I have many good memories each time I visit Hong Kong. I lived here for 5 months in the middle 1980’s working for a company that was put together for the purpose of selling color picture tube technology to the Chinese. An enterprising Greek man, who formerly worked at Zenith, somehow associated himself with a Chinese man and woman who formed Lotus Engineering. Nick hired me after an interview at the Hyatt near O’Hare due to my 18 years experience at RCA and having worked in the Soviet Union providing technical assistance setting up color tube manufacturing plants spanning 3 different cities. That is another rich tale that deserves a future exposure.
I was unemployed at the time and living in Rockford, IL and my future job opportunities looked extremely dim at the time.

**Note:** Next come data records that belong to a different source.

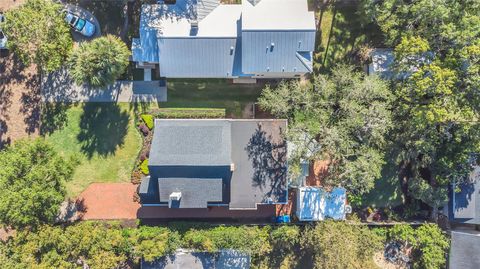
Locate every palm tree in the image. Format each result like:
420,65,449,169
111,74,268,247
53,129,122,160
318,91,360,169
68,35,130,88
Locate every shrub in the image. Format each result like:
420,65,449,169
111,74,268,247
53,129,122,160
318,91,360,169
140,114,154,130
131,170,143,184
138,123,150,136
184,226,272,258
140,159,150,175
270,225,300,252
151,108,226,119
300,220,383,269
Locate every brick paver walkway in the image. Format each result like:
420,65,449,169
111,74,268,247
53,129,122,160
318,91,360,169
78,183,140,220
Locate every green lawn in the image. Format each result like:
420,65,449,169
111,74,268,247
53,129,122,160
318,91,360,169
362,153,403,208
314,4,382,71
160,79,263,118
46,103,142,197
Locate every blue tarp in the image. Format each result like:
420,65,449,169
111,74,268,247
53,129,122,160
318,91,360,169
296,187,347,221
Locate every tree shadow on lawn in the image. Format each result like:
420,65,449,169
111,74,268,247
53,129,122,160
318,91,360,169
77,103,130,159
40,102,72,135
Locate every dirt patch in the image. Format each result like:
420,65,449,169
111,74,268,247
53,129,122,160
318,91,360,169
77,183,140,220
242,103,255,119
0,0,27,11
0,54,40,148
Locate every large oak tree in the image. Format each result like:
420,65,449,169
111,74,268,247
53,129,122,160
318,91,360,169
0,139,75,228
3,0,73,72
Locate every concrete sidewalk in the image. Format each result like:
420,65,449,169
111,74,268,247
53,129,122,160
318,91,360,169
41,70,167,103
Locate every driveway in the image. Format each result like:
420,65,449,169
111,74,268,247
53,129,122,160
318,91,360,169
0,53,40,149
65,4,102,42
42,70,167,103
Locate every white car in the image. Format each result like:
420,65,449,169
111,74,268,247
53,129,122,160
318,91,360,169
65,11,95,37
0,12,7,49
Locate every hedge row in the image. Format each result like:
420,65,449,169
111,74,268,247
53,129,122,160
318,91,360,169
0,221,449,269
150,108,226,119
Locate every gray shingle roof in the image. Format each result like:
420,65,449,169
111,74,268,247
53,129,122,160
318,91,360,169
142,119,287,209
158,178,223,208
149,120,231,166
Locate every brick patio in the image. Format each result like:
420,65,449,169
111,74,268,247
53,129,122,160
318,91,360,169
78,183,140,220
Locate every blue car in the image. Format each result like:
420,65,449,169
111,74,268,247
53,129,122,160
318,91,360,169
65,11,95,37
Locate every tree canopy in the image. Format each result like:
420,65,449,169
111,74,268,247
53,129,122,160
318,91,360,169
0,139,75,228
387,224,450,269
364,0,480,211
68,35,130,87
300,221,382,269
259,66,393,194
3,0,73,72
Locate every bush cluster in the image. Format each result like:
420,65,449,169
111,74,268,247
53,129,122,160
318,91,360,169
140,159,150,175
151,108,226,119
140,114,154,130
0,221,448,269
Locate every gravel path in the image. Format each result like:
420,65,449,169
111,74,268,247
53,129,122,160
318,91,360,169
42,70,167,102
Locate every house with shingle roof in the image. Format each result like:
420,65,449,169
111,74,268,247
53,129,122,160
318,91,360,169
139,119,287,214
132,0,316,78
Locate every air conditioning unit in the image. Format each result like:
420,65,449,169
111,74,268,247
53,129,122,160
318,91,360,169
345,205,352,214
168,192,182,208
170,192,182,201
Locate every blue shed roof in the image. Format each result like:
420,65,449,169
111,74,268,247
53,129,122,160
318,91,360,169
296,187,347,221
242,31,315,74
158,38,238,78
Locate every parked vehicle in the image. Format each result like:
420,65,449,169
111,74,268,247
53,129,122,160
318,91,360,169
65,11,95,37
0,12,7,49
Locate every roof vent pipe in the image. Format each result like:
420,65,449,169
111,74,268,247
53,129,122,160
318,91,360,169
190,20,198,36
248,0,262,6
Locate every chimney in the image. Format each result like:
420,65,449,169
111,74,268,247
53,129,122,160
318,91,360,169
248,0,262,6
190,20,198,36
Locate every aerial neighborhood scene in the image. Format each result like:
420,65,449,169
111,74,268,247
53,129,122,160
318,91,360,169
0,0,480,269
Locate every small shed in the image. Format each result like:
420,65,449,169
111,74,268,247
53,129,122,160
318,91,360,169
368,48,395,78
296,187,348,221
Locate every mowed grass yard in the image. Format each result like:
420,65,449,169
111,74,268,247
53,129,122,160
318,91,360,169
164,79,264,118
46,103,142,197
45,79,263,197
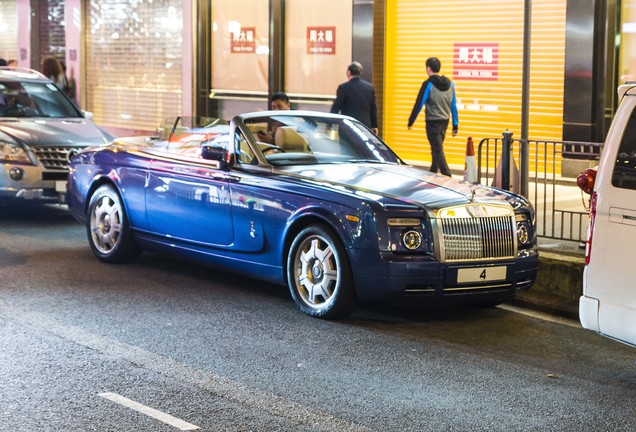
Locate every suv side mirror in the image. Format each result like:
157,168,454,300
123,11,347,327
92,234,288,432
201,145,228,169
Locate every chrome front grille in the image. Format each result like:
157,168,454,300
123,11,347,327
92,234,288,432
32,146,79,171
439,208,516,262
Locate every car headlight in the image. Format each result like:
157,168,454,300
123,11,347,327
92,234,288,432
402,230,422,250
387,217,433,253
0,142,32,164
515,214,533,247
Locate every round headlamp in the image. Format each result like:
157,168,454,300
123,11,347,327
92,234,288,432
402,230,422,250
517,223,530,245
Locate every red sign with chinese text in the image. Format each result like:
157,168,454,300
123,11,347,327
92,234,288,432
230,27,256,53
453,43,499,81
307,27,336,54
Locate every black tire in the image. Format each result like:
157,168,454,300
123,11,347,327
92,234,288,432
287,225,357,319
86,185,141,263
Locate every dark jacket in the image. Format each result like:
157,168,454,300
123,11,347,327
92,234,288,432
331,77,378,129
408,75,459,131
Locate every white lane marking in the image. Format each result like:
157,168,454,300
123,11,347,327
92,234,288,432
497,304,581,328
0,298,374,432
97,392,201,430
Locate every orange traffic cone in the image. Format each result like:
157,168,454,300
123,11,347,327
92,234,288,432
464,137,477,183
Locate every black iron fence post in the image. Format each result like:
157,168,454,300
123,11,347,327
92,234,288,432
501,131,512,190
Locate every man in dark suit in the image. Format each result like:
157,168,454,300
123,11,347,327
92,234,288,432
331,61,378,135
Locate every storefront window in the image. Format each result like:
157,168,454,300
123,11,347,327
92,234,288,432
85,0,184,133
212,0,269,95
619,0,636,83
0,0,18,60
285,0,352,97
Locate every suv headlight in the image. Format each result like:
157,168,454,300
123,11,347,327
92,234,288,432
0,142,33,165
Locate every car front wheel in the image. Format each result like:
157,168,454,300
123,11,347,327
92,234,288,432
287,225,356,319
86,185,141,263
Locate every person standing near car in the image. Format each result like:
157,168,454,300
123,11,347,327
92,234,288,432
331,61,378,135
408,57,459,177
41,56,68,93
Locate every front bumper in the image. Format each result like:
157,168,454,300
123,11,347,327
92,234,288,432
349,250,539,306
0,164,68,203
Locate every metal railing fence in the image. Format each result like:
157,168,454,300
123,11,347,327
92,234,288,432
477,135,603,241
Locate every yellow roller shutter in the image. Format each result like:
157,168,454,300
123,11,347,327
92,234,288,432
383,0,566,167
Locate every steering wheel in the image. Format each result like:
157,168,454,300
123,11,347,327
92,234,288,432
261,144,285,155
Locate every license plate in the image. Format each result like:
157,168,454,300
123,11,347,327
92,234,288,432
457,266,506,283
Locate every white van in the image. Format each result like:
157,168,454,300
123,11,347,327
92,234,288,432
578,83,636,346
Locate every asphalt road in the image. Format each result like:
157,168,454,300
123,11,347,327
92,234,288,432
0,206,636,432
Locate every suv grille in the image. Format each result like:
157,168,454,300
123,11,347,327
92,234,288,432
32,146,80,171
439,211,516,261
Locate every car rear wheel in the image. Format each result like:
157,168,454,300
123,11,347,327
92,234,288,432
287,225,356,319
86,185,141,263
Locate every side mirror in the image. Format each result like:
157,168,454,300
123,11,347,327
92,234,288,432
201,145,228,169
576,168,596,194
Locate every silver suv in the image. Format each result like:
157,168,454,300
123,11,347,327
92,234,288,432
0,68,113,203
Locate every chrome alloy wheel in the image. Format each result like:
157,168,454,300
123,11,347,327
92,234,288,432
296,234,340,309
90,195,122,254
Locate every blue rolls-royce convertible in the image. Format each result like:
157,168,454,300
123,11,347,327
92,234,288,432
68,111,538,318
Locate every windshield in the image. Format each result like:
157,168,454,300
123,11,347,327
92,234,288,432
0,80,82,118
245,111,401,165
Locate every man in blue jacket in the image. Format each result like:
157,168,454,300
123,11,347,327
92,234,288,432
331,61,378,135
408,57,459,176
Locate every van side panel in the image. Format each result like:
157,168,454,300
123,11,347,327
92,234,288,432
579,296,600,332
579,92,636,345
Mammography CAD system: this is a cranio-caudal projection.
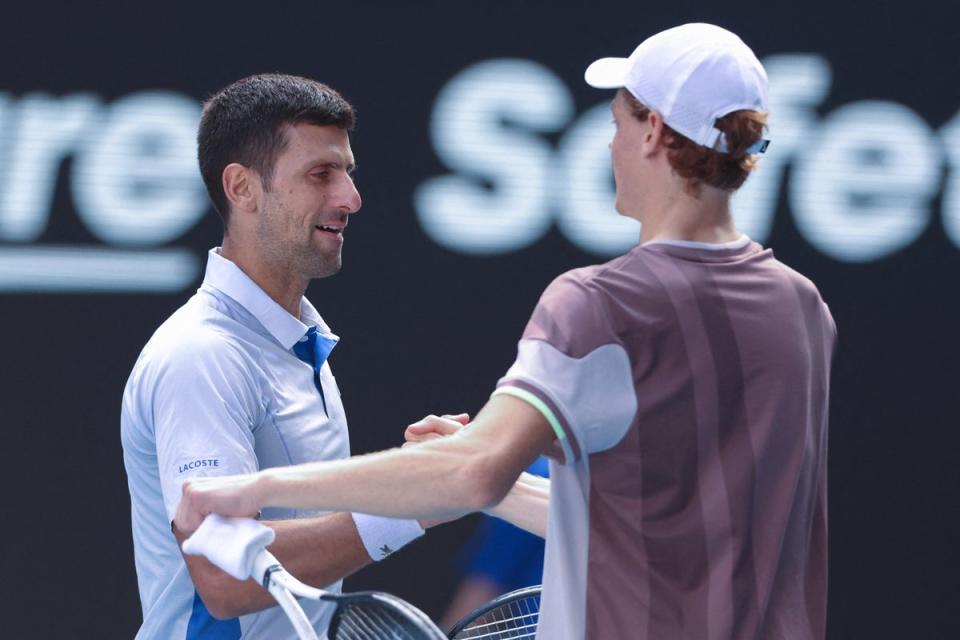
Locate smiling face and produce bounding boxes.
[257,124,361,280]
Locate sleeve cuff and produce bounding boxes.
[490,383,579,464]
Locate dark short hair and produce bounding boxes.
[197,73,356,231]
[620,89,767,196]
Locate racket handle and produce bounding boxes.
[250,549,283,589]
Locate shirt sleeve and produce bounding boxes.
[494,271,637,464]
[151,335,263,520]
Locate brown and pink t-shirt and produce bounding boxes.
[495,237,836,640]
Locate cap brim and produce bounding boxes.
[583,58,629,89]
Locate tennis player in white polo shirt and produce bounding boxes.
[177,24,836,640]
[121,75,423,640]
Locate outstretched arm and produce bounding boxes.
[486,472,550,538]
[176,395,554,531]
[404,414,550,538]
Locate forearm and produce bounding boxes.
[255,436,502,518]
[176,513,371,618]
[487,473,550,538]
[176,395,554,530]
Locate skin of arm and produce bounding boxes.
[404,414,550,538]
[173,513,372,620]
[486,472,550,538]
[175,395,555,531]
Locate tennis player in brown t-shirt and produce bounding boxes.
[177,24,836,640]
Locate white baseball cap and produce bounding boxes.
[584,23,770,153]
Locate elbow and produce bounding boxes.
[194,574,254,620]
[197,589,243,620]
[461,459,516,511]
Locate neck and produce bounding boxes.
[220,236,310,320]
[640,181,740,244]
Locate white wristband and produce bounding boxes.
[350,513,425,561]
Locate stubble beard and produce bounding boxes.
[257,201,342,280]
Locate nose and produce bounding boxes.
[340,176,363,213]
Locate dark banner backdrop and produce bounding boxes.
[0,0,960,640]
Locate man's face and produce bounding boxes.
[610,90,649,219]
[257,124,361,279]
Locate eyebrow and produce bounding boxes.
[306,158,357,175]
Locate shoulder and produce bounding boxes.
[135,294,257,384]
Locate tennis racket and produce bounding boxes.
[252,549,445,640]
[447,585,540,640]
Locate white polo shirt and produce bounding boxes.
[120,249,350,640]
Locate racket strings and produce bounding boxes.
[330,602,428,640]
[455,596,540,640]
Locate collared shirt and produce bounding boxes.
[120,249,350,640]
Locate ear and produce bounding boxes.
[222,162,263,221]
[640,111,667,156]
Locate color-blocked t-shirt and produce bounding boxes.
[496,237,836,640]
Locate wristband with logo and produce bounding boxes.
[350,513,424,561]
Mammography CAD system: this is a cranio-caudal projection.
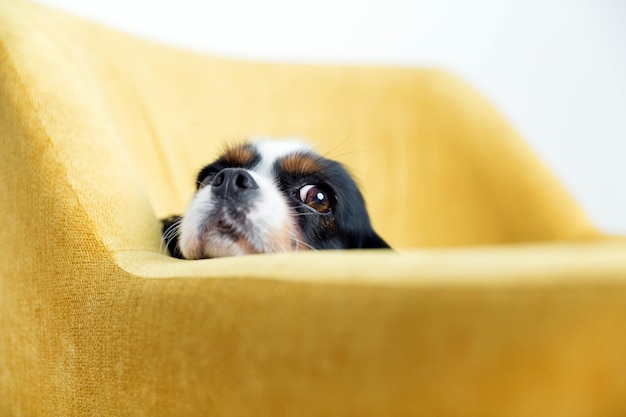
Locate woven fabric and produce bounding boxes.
[0,0,626,417]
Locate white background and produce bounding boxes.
[39,0,626,233]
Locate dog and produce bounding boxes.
[162,140,389,259]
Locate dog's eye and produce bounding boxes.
[300,185,330,213]
[198,173,217,190]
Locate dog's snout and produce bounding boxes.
[211,168,259,198]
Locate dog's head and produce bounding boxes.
[164,140,389,259]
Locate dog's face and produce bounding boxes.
[164,141,389,259]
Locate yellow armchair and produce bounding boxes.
[0,0,626,417]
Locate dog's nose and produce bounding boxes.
[211,168,259,198]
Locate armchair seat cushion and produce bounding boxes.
[0,0,626,417]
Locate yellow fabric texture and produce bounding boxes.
[0,0,626,417]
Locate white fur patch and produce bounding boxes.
[179,140,313,259]
[252,139,313,179]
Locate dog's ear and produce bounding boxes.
[161,216,185,259]
[361,229,391,249]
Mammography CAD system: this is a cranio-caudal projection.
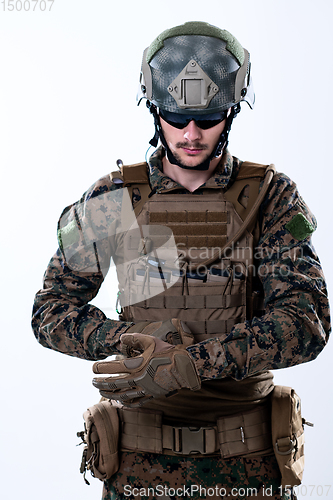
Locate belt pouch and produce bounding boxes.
[78,401,119,484]
[272,385,306,487]
[118,407,163,453]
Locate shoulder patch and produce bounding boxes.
[286,212,315,241]
[58,220,80,250]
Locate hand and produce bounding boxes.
[124,318,195,350]
[93,333,201,407]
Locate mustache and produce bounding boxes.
[176,141,208,151]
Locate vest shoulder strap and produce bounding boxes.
[236,161,269,180]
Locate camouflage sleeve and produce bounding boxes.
[188,174,330,380]
[32,173,132,360]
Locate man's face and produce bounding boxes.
[160,113,225,167]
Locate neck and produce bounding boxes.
[162,156,221,193]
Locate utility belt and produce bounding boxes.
[77,386,312,486]
[118,405,273,458]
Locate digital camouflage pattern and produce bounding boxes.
[32,149,330,372]
[103,452,296,500]
[32,149,330,500]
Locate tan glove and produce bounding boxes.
[93,333,201,407]
[123,318,195,350]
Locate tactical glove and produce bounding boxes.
[123,318,195,350]
[93,333,201,407]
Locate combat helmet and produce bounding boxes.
[137,21,254,170]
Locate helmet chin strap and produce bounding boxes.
[147,101,240,171]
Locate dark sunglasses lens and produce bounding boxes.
[160,109,227,130]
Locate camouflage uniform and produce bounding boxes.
[32,149,330,499]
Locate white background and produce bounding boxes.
[0,0,333,500]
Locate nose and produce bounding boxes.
[184,120,202,142]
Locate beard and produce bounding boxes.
[172,142,210,168]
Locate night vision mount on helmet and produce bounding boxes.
[137,22,254,170]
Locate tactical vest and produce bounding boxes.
[112,158,274,421]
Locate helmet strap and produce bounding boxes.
[146,101,240,171]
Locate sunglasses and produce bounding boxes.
[159,109,228,130]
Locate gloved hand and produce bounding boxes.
[123,318,195,350]
[93,333,201,407]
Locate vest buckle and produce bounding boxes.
[172,427,214,455]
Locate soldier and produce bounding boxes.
[32,22,330,500]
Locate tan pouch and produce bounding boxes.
[77,400,119,484]
[272,385,313,487]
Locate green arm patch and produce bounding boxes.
[58,220,80,249]
[286,212,315,241]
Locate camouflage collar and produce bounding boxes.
[149,147,236,191]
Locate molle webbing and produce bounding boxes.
[118,404,272,458]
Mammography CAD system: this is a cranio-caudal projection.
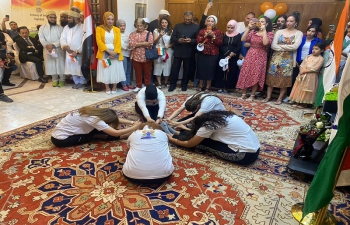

So I jumped at the chance in spite of having to leave my three children in their early 20’s to fend for themselves.
In those days, a trip to Hong Kong on United Airlines from Chicago required a flight to Seattle first, then a plane change and depending on the head winds, a refueling stop at Midway Island or Guam. The old Hong Kong airport was one of the most difficult to negotiate with surrounding buildings and a short runway.
Soon after I arrived I found permanent lodging in a high rise in Discovery Bay on Lantau Island, which was accessible only by boat. My view over looked the beach below and the western end of Hong Kong island. There were always boat of many sizes anchored between Hong Kong and Lantau islands, and a constant variety to the panoramic view. At times the mist and fog prevented any view at all, especially in the mornings. The best vistas were always contained a small amount of sea mist which always helped to promote the idea of mystical intrigue and adventure were available to all that dared venture out.
There are two modest size hover-craft boats that transport residents of Discovery Bay to the main island. This is how I went to work 6 days a week and return to my apartment except when the hover craft broke down. Normally, the ride is about 20 minutes but in heavy seas somewhat longer. After disembarking from the hover craft, I take a short walk to the Star Ferry terminal and board the ferry to across over to Kowloon. Then, either a 10 minute walk past the historic Peninsular Hotel or a 5 minute bus ride is chosen to travel to the South Seas Towers in Tsim Sha Tsui and then up the elevator to the top 10th floor, and I was at my desk.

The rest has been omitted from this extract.